Splash HTTP API¶

Consult with Installation to get Splash up and running.

Splash is controlled via HTTP API. For all endpoints below parameters may be sent either as GET arguments or encoded to JSON and POSTed with Content-Type: application/json header.

Most versatile endpoints that provide all Splash features are execute and run; they allow to execute arbitrary Lua rendering scripts.

Other endpoints may be easier to use in specific cases - for example, render.png returns a screenshot in PNG format that can be used as img src without any further processing, and render.json is convenient if you don’t need to interact with a page.

render.html¶

Return the HTML of the javascript-rendered page.

Arguments:

url : string : required: The url to render (required)

baseurl : string : optional

The base url to render the page with.

Base HTML content will be fetched from the URL given in the url argument, while relative referenced resources in the HTML-text used to render the page are fetched using the URL given in the baseurl argument as base. See also: render.html result looks broken in a browser.

timeout : float : optional

A timeout (in seconds) for the render (defaults to 30).

By default, maximum allowed value for the timeout is 90 seconds. To override it start Splash with --max-timeout command line option. For example, here Splash is configured to allow timeouts up to 5 minutes:

$ docker run -it -p 8050:8050 scrapinghub/splash --max-timeout 300

resource_timeout : float : optional

A timeout (in seconds) for individual network requests.

See also: splash:on_request and its request:set_timeout(timeout) method; splash.resource_timeout attribute.

wait : float : optional

Time (in seconds) to wait for updates after page is loaded (defaults to 0). Increase this value if you expect pages to contain setInterval/setTimeout javascript calls, because with wait=0 callbacks of setInterval/setTimeout won’t be executed. Non-zero wait is also required for PNG and JPEG rendering when doing full-page rendering (see render_all).
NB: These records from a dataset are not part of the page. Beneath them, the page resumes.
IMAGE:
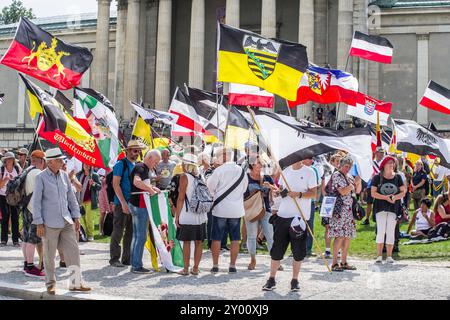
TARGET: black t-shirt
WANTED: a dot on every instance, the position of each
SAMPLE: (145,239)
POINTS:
(143,172)
(387,187)
(418,176)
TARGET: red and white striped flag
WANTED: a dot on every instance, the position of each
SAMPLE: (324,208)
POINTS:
(245,95)
(367,108)
(436,97)
(371,47)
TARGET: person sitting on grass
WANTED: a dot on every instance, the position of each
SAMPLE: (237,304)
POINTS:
(424,219)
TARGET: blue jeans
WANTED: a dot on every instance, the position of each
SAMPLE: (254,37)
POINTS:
(252,233)
(140,223)
(309,238)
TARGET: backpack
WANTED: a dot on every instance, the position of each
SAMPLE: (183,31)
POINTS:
(15,189)
(173,189)
(201,200)
(108,180)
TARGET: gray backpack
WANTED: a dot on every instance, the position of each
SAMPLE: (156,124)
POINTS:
(201,200)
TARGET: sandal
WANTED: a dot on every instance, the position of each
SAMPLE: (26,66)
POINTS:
(195,272)
(183,272)
(346,266)
(336,268)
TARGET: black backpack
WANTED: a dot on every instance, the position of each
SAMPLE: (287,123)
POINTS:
(15,189)
(173,189)
(109,177)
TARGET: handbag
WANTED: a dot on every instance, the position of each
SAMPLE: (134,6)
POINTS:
(254,207)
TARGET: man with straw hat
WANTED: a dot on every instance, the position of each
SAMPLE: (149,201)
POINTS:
(122,224)
(57,216)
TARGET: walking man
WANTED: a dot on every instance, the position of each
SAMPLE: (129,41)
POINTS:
(57,216)
(122,218)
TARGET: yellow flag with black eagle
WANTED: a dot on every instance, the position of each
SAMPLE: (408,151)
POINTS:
(247,58)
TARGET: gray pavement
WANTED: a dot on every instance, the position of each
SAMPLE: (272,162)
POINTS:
(402,280)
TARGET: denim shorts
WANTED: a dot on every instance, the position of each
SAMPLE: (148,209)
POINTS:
(222,225)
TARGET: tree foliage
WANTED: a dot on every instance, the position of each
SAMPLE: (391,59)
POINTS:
(13,12)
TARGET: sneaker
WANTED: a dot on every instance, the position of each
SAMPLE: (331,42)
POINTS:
(140,270)
(117,264)
(232,270)
(270,285)
(295,286)
(214,269)
(34,273)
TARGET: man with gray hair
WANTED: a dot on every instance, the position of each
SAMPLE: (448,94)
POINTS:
(227,185)
(140,179)
(57,216)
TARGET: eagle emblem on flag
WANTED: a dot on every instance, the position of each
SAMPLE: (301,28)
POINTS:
(369,107)
(318,82)
(262,56)
(47,57)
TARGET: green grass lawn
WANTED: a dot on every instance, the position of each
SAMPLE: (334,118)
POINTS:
(363,246)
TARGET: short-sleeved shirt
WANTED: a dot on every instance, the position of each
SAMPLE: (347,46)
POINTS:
(125,183)
(387,187)
(300,180)
(418,176)
(143,172)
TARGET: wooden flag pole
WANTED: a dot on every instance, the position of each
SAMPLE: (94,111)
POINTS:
(290,190)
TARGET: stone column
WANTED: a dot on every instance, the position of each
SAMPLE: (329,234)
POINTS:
(131,58)
(232,13)
(121,27)
(163,48)
(306,37)
(345,35)
(197,44)
(269,18)
(150,52)
(422,75)
(100,67)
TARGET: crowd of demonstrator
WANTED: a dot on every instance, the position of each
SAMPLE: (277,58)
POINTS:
(254,202)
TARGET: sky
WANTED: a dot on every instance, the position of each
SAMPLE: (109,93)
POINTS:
(48,8)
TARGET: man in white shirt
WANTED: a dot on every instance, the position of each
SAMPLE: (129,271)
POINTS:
(227,213)
(30,239)
(302,182)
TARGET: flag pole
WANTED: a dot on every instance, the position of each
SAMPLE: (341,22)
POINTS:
(289,189)
(339,103)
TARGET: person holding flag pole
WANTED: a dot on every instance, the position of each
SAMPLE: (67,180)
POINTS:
(295,225)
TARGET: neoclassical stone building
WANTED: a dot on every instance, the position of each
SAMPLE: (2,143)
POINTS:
(143,49)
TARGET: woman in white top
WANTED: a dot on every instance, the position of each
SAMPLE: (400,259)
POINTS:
(190,226)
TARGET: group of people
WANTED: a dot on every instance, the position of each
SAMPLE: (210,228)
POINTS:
(248,199)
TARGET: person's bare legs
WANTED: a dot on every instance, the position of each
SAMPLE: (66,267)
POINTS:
(215,250)
(274,265)
(234,250)
(296,265)
(186,255)
(197,255)
(336,246)
(344,251)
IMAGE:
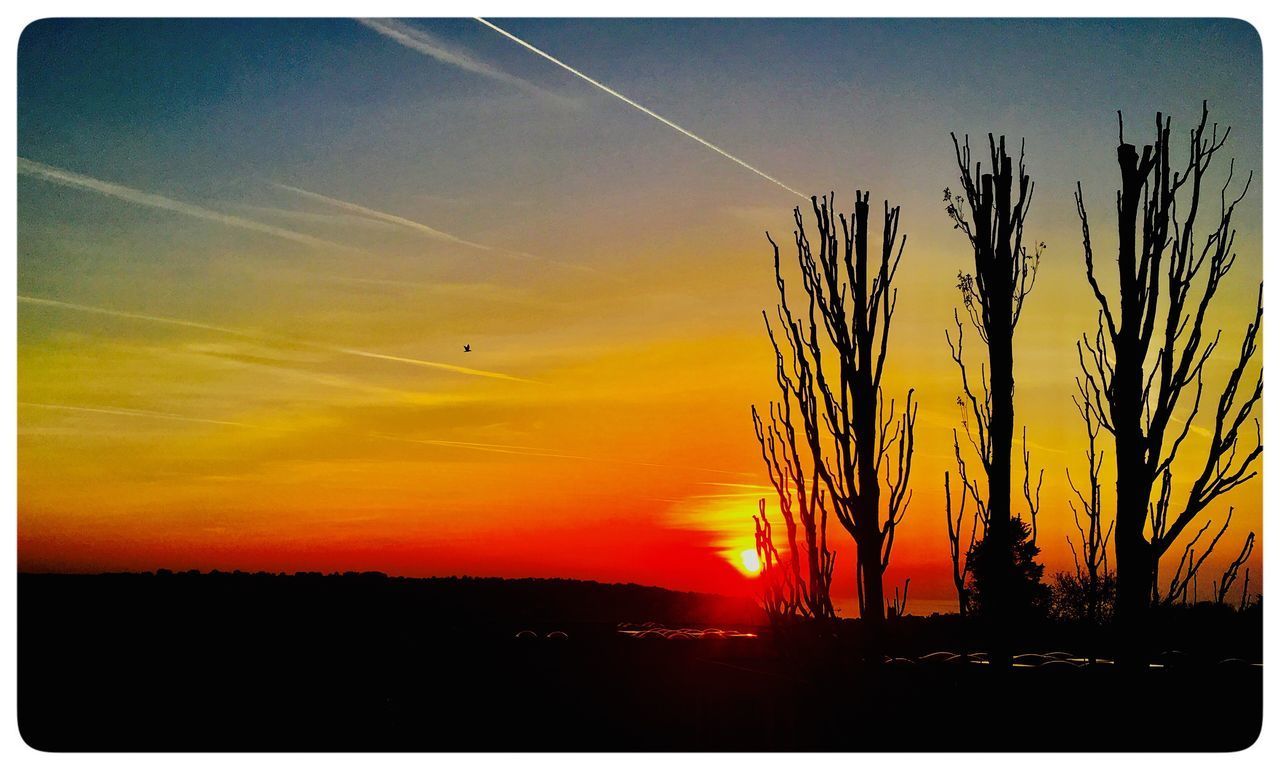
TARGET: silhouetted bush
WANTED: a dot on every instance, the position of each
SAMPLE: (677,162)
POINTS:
(1073,599)
(1024,594)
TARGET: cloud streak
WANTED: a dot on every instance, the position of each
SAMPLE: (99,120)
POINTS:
(641,108)
(272,339)
(55,175)
(382,216)
(423,42)
(385,218)
(123,412)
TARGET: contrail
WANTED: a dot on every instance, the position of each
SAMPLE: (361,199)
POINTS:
(641,108)
(270,339)
(423,42)
(383,216)
(65,178)
(373,214)
(547,453)
(124,412)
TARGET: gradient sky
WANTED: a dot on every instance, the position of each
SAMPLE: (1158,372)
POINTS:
(251,252)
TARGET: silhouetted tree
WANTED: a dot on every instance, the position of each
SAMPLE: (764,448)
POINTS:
(1074,597)
(830,361)
(956,523)
(800,496)
(1092,571)
(1004,274)
(1020,591)
(1151,345)
(1233,571)
(781,596)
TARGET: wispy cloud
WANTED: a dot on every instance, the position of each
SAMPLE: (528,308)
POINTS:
(388,218)
(123,412)
(46,173)
(424,42)
(272,339)
(373,214)
(547,453)
(641,108)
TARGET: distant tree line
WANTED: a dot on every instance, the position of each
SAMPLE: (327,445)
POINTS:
(835,443)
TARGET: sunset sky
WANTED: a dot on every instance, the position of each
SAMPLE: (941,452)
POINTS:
(250,255)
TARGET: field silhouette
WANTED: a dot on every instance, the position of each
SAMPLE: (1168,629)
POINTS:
(361,661)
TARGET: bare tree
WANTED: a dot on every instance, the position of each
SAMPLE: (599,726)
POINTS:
(1091,560)
(780,596)
(1233,571)
(897,605)
(831,358)
(993,296)
(799,496)
(956,522)
(1150,348)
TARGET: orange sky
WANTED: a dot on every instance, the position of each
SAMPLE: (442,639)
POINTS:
(243,294)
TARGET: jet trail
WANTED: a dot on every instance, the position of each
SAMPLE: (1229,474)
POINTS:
(423,42)
(123,412)
(138,197)
(641,108)
(383,216)
(272,339)
(545,453)
(373,214)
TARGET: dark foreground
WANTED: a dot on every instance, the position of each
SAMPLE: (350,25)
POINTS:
(364,663)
Wait time must be less than timeout.

proxy : string : optional

Proxy profile name or proxy URL. See Proxy Profiles.

A proxy URL should have the following format: [protocol://][user:password@]proxyhost[:port])

Where protocol is either http or socks5. If port is not specified, the port 1080 is used by default.

js : string : optional: Javascript profile name. See Javascript Profiles.

js_source : string : optional: JavaScript code to be executed in page context. See Executing custom Javascript code within page context.

filters : string : optional: Comma-separated list of request filter names. See Request Filters

allowed_domains : string : optional: Comma-separated list of allowed domain names. If present, Splash won’t load anything neither from domains not in this list nor from subdomains of domains not in this list.

allowed_content_types : string : optional: Comma-separated list of allowed content types. If present, Splash will abort any request if the response’s content type doesn’t match any of the content types in this list. Wildcards are supported using the fnmatch syntax.

forbidden_content_types : string : optional: Comma-separated list of forbidden content types. If present, Splash will abort any request if the response’s content type matches any of the content types in this list. Wildcards are supported using the fnmatch syntax.

viewport : string : optional

View width and height (in pixels) of the browser viewport to render the web page. Format is “<width>x<height>”, e.g. 800x600. Default value is 1024x768.

‘viewport’ parameter is more important for PNG and JPEG rendering; it is supported for all rendering endpoints because javascript code execution can depend on viewport size.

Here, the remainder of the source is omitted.